Monday 12 October 2015

Atoll Comics Round 24

Or changes to my Top-Ten comics

Due to having an entertainment budget and an urge to buy better comics, I have decided to be selective about which superhero comics I read. Harnessing the Awesome Power of Maths, I have determined that I can afford to read 10 ongoing titles. So I get to read 10, and only 10, titles published by either Marvel or DC as well as one trade paperback a week of my choosing.

A complication of this is that I am forced to drop an on-going title if I want to try reading a new on-going title, an act of very tough love. Being financially responsible is the worst.

I will be adding Giant Days and dropping Bucky Barnes: The Winter Solder.


Why Giant Days: Giant Days is a direct market, paper comic that spun out of the Giant Days webcomic, a periodically recurring storyline/sub-universe of the Bad Machinery/Scary Go Round world of John Allison. While the overall fictional universe of John Allison's comics is pretty vast and convoluted, Giant Days is pretty easy to get into: it features one of my favourite Scary Go Round stars gone off to college with a new cast of shiny oddballs as they have undergraduate hijinks. Giant Days is written by John Allison and drawn by the very talented Lissa Treiman and coloured by Whitney Cogar and features the trademark wit, sitcommery, and endearing characters that has had me reading the Allison webcomics for years (and years... and years...). Giant Days is just endlessly charming and funny, both in the haha and the oh... way. It's a nice, fun breath in any pull list. 

I've actually been reading Giant Days for a while now on what is basically the down low. It was originally slated to be a six issue mini-series and I thought I would just happily dabble with the series in issues a bit before deciding to review the entire thing as a trade paperback. Fortunately, Giant Days seems to have evolved to a bigger limited series and then again into a full ongoing, which is great and means I need to stop lying to myself and my wife and admit that it's one of my ten, and only ten ongoing comics.

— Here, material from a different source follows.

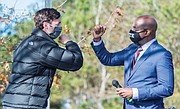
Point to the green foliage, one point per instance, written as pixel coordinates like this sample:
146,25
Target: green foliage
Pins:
83,87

Why not Bucky Barnes: The Winter Soldier:  This is another comic that has recently ended. The comic which featured Bucky Barnes as an Earth defending space assassin who fell into a psychedelic love and drug and interdimensional plot on an alien world was pretty fun. The story was weird and interesting, maybe a bit trite at times, and searingly, gloriously earnest. BB:TWS also featured some truly remarkable artwork. I am not someone prone to putting up comic or sci-fi art on walls, but if I were going to put up a poster it would be interior art from this comic. (Or I guess, paint the side of a sweet van, BB:TWS art would also be really great for that.)  It's totally beautiful and rad. It's also a great example of just how smart and and animated painted artwork can be when coupled to innovative layouts. It's technically a very interesting comic. Ales Kot and Marco Rudy really delivered a funky comic experience, and I'm glad I read it.